In the past two weeks, the likes of BP Plc, Chevron Corp. and Royal Dutch Shell Plc have said they will increase share buybacks and payouts, confident the worst of the coronavirus pandemic is over. The rise in commodities — crude’s up around 40% this year — is bolstering their bottom lines even as some scale back on exploration and new production.
It’s different for Aramco. The company, based in Dhahran in eastern Saudi Arabia, kept its payout unchanged last year, even as oil prices plunged and it needed to sell debt to meet the commitment.
Still, with oil’s turnaround, that payout now looks less attractive relative to major rivals. Aramco’s indicated dividend yield is roughly 4%, while BP, Chevron and Exxon Mobil Corp. all pay above 5%.
“We’ll advise later this year whether we’ll be sticking to the ordinary dividend or doing otherwise,” Ziad al-Murshed, Aramco’s chief financial officer, told reporters on Sunday, as the company announced a net profit of $25.5 billion for the second quarter.
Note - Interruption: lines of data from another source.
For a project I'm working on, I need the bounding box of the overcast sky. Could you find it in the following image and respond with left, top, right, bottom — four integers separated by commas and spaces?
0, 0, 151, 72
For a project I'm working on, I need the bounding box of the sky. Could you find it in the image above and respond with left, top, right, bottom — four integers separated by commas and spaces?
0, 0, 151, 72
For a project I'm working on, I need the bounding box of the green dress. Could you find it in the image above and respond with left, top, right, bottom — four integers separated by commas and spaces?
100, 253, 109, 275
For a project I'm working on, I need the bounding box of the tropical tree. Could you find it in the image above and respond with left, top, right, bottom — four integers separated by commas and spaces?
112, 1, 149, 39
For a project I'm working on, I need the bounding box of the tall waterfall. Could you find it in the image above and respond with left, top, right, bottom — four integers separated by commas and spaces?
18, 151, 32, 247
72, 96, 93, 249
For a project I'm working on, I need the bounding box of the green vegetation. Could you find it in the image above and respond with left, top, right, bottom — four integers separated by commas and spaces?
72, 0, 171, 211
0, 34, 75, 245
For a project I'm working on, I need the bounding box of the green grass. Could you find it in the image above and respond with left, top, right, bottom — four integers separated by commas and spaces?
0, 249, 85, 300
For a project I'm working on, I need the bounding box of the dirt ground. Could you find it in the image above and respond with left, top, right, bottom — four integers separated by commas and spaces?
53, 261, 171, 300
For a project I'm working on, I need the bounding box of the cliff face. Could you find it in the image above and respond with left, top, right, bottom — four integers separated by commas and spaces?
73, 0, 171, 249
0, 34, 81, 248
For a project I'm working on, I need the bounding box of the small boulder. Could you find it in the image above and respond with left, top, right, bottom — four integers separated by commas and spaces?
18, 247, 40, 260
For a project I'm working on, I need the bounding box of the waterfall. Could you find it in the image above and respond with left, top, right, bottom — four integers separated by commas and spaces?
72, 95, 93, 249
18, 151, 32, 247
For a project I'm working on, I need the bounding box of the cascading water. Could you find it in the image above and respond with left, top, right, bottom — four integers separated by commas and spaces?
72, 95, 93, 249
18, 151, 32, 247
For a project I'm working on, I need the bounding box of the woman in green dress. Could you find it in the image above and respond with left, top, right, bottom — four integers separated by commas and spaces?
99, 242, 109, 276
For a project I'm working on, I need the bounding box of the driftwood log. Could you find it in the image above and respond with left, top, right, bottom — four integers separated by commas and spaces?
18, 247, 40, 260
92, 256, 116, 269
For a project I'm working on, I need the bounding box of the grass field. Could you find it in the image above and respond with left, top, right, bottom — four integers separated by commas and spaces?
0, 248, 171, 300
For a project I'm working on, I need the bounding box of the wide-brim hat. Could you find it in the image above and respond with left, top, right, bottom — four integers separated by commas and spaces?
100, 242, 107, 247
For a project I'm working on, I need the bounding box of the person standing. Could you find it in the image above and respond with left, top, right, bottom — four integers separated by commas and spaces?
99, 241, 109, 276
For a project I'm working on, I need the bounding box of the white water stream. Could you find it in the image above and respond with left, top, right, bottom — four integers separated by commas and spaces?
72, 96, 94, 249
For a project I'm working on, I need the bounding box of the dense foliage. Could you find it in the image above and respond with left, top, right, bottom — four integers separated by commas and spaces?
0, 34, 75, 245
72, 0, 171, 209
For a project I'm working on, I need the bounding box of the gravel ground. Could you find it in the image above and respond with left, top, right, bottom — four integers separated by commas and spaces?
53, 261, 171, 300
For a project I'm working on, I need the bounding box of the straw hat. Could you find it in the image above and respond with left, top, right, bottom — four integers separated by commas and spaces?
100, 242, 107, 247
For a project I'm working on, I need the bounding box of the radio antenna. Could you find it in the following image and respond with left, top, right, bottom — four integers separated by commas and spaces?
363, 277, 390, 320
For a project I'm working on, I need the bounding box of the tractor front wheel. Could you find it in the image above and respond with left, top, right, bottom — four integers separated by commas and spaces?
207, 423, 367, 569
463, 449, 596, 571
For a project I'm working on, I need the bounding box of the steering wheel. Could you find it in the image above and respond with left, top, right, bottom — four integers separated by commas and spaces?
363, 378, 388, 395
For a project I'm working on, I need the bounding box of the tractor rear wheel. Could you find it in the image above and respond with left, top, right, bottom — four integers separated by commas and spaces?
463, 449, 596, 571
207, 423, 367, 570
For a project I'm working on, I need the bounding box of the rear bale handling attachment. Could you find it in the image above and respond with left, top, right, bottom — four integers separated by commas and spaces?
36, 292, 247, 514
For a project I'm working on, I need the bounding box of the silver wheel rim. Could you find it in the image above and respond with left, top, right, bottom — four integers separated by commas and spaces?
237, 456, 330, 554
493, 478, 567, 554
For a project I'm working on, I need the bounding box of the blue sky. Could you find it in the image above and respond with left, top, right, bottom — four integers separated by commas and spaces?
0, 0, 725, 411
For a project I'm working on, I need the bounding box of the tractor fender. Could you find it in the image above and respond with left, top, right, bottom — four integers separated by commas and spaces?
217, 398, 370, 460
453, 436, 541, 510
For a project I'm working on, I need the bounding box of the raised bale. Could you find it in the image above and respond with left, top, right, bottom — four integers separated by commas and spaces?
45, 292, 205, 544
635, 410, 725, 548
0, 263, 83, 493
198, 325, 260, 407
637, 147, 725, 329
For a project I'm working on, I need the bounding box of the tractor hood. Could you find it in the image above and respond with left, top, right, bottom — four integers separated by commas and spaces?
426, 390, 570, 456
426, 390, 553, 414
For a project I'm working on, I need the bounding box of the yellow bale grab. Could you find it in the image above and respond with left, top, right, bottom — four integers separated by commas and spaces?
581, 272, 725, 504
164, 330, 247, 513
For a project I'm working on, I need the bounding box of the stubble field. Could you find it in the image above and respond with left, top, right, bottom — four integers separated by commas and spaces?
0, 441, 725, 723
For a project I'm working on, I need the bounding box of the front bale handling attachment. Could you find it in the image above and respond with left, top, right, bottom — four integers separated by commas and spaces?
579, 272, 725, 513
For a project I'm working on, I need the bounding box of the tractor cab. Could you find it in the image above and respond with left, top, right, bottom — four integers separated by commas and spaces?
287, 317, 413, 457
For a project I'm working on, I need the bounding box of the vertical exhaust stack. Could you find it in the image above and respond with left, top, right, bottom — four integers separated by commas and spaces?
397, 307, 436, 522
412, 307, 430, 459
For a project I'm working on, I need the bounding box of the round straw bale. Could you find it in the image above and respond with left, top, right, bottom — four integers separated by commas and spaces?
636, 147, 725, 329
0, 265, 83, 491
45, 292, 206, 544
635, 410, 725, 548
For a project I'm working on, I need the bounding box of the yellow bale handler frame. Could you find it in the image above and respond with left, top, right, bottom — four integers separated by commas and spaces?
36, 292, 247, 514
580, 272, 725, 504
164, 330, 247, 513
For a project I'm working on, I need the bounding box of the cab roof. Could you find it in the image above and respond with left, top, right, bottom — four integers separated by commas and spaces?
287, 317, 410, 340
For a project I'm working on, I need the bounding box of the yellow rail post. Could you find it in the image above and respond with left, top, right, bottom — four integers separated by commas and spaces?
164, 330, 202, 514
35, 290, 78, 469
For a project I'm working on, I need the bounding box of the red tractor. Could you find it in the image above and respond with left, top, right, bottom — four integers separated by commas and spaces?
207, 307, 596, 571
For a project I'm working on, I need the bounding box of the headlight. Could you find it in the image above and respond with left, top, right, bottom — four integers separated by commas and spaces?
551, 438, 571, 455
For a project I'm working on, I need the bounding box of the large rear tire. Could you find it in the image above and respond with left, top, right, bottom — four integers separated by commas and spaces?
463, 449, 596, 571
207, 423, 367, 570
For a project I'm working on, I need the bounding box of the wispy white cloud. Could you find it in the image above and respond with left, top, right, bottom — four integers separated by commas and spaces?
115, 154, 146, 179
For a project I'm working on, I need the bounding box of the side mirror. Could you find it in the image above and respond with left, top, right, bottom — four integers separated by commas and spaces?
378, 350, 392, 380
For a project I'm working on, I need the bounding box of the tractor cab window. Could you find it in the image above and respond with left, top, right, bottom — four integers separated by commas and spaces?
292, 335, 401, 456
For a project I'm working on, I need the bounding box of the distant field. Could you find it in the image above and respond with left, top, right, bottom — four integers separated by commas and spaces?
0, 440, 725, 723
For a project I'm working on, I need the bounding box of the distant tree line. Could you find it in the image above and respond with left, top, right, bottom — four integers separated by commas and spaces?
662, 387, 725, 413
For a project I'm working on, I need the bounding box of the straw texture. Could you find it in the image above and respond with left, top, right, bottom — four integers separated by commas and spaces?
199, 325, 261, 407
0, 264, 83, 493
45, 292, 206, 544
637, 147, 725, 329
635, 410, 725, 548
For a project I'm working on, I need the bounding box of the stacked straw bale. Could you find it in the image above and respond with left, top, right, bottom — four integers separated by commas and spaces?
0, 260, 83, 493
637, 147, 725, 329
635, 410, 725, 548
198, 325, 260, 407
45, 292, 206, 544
Free cash flow rose to $22.6 billion, above the the firm’s quarterly dividend of $18.8 billion for the first time since the start of the pandemic.
“We have a clear pecking order for our cash,” al-Murshed said. “We start with sustaining capital, then move to paying the ordinary dividend.”
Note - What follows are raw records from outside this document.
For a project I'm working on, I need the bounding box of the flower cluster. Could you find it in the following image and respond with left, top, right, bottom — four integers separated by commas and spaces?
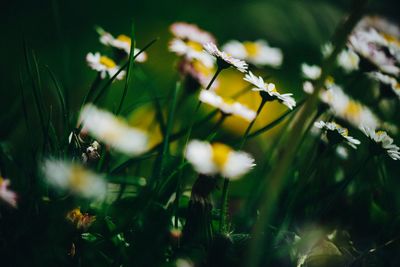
362, 127, 400, 160
199, 90, 256, 122
222, 40, 283, 68
185, 140, 255, 180
86, 28, 147, 80
79, 104, 148, 155
66, 208, 96, 230
244, 71, 296, 109
314, 121, 361, 148
42, 159, 107, 199
0, 176, 17, 208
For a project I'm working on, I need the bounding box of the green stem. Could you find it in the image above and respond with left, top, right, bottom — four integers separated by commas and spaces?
206, 68, 222, 90
246, 0, 368, 267
239, 98, 267, 149
207, 112, 229, 141
219, 98, 267, 233
175, 68, 225, 226
219, 178, 229, 234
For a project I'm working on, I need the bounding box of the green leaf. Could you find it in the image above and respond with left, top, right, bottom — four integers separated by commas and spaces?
115, 22, 136, 115
81, 233, 104, 242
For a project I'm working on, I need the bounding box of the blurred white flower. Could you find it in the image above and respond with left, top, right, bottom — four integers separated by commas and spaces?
361, 127, 400, 160
97, 28, 147, 62
203, 43, 248, 72
199, 90, 256, 122
0, 176, 17, 208
314, 121, 361, 149
369, 71, 400, 99
337, 49, 360, 72
79, 104, 148, 156
86, 52, 125, 80
349, 28, 400, 76
244, 71, 296, 109
42, 159, 107, 199
175, 259, 194, 267
185, 140, 255, 180
321, 43, 333, 58
222, 40, 283, 67
301, 63, 321, 80
336, 145, 349, 160
169, 22, 215, 44
320, 86, 379, 129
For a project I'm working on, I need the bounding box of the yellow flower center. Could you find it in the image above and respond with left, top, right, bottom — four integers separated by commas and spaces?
243, 42, 260, 57
211, 143, 232, 168
325, 76, 335, 86
193, 60, 212, 76
382, 33, 400, 45
100, 56, 117, 69
67, 208, 82, 222
375, 131, 385, 136
345, 101, 362, 116
69, 166, 90, 190
186, 41, 203, 52
117, 34, 132, 45
223, 97, 236, 105
268, 83, 278, 93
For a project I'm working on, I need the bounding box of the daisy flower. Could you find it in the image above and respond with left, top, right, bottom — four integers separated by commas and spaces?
320, 86, 379, 129
303, 76, 339, 94
42, 159, 107, 199
79, 104, 148, 156
86, 52, 125, 80
337, 49, 360, 73
0, 176, 17, 208
222, 40, 283, 67
361, 127, 400, 160
168, 38, 215, 68
185, 140, 255, 180
66, 208, 96, 230
243, 72, 296, 109
314, 121, 361, 149
301, 63, 321, 80
169, 22, 215, 44
199, 89, 256, 122
203, 42, 248, 72
369, 71, 400, 99
97, 28, 147, 62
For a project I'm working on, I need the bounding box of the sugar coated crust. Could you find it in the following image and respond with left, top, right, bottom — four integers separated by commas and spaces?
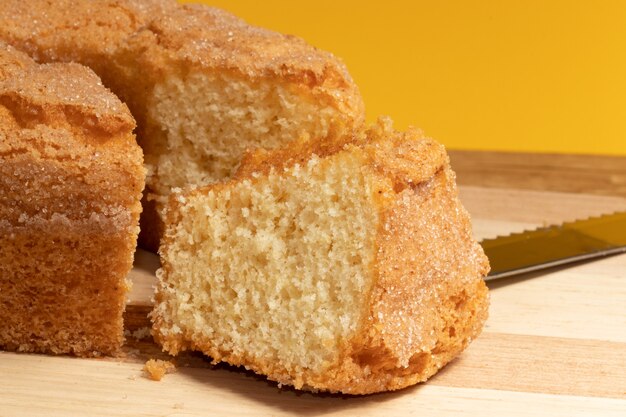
0, 42, 145, 356
0, 0, 364, 250
152, 119, 489, 394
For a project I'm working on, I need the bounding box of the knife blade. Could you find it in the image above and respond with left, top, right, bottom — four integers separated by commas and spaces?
480, 212, 626, 281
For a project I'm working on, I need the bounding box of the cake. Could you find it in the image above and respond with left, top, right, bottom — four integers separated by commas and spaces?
151, 119, 489, 394
0, 0, 364, 250
0, 42, 145, 356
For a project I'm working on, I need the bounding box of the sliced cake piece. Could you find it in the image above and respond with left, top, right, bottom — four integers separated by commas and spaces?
0, 0, 364, 251
152, 118, 489, 394
0, 43, 145, 356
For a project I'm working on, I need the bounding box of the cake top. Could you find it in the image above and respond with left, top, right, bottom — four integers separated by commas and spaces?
0, 0, 358, 92
236, 117, 449, 188
0, 42, 135, 134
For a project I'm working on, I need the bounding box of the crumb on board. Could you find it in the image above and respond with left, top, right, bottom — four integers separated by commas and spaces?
143, 359, 176, 381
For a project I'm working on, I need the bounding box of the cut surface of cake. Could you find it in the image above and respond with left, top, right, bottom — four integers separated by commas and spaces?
0, 0, 364, 250
0, 42, 145, 356
152, 120, 489, 394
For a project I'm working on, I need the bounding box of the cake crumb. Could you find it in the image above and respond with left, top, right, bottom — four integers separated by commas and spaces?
143, 359, 176, 381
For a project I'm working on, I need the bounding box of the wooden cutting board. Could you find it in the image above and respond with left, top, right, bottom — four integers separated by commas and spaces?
0, 187, 626, 417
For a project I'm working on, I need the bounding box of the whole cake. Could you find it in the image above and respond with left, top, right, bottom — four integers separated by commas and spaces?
0, 42, 145, 356
0, 0, 364, 250
152, 121, 489, 394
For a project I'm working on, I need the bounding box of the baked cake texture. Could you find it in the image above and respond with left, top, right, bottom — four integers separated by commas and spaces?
0, 43, 145, 356
0, 0, 364, 250
151, 120, 489, 394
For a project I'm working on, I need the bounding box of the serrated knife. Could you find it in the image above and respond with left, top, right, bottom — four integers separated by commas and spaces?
480, 212, 626, 281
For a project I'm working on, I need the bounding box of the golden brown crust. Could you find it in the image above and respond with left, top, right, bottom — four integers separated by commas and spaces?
0, 44, 145, 356
154, 119, 489, 394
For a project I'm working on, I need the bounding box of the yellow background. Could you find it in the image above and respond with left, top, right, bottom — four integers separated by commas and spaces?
185, 0, 626, 155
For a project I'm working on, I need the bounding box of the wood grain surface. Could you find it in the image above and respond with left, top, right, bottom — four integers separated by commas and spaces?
0, 154, 626, 417
449, 150, 626, 197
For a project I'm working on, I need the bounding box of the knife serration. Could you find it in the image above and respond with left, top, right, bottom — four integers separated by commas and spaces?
480, 212, 626, 280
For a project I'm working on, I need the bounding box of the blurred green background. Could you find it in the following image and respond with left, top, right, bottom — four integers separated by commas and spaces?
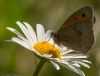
0, 0, 100, 76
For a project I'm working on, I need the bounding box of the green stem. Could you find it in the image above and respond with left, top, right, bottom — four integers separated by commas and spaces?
33, 59, 45, 76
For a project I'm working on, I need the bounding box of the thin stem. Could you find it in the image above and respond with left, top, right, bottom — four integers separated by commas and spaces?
33, 59, 45, 76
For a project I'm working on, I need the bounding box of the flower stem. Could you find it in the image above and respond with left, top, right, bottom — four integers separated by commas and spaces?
33, 59, 45, 76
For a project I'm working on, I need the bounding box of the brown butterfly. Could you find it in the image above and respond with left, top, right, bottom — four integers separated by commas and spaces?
51, 6, 95, 54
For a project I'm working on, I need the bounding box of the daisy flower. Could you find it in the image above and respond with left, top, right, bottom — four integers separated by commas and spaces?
7, 21, 91, 76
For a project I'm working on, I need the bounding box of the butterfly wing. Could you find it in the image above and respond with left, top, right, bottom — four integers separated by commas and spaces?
56, 6, 94, 53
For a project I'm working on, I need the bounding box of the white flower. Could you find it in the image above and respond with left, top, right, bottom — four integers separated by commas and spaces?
7, 21, 91, 76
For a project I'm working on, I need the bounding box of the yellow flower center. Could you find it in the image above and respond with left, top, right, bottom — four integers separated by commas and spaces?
33, 42, 61, 58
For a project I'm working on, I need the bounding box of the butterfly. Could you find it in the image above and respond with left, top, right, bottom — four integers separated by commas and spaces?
51, 6, 95, 54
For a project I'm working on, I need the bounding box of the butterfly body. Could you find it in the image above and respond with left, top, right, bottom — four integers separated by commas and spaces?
52, 6, 95, 53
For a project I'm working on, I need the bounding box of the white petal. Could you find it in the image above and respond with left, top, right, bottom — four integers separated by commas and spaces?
60, 62, 78, 73
23, 22, 37, 43
36, 24, 45, 42
16, 21, 33, 45
75, 67, 85, 76
50, 61, 60, 70
11, 37, 30, 49
42, 54, 52, 58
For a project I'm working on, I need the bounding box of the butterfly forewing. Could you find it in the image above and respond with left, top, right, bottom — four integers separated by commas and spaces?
53, 6, 94, 53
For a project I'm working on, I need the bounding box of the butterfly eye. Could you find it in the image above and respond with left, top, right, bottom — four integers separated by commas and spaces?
81, 13, 86, 17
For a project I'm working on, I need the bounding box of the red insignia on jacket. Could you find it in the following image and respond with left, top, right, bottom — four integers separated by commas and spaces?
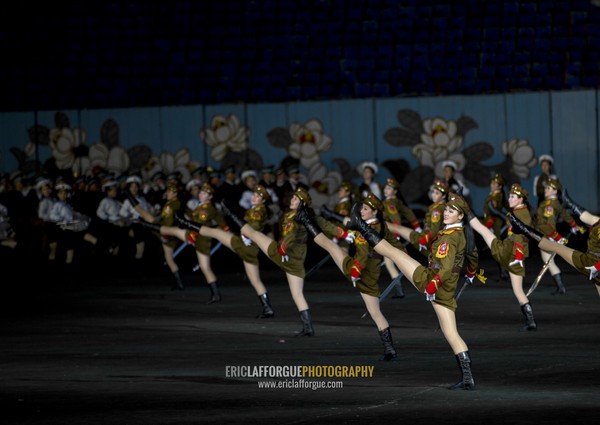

Paying more money to shareholders is the last on a list of priorities along with reducing debt, which remains above the company’s self-imposed target.
Production Boost
While some Western firms have pledged to cut new exploration as part of a push to lower carbon emissions, the Saudi government has tasked Aramco with pumping more oil.
The company expects to spend $35 billion this year on capital expenditure. Some of that will be spent on increasing daily oil-production capacity to 13 million barrels from 12 million.
“We are seeing good signs of global recovery in energy demand,” Chief Executive Officer Amin Nasser said. “With less investment that we see from other producers globally, this creates an opportunity.”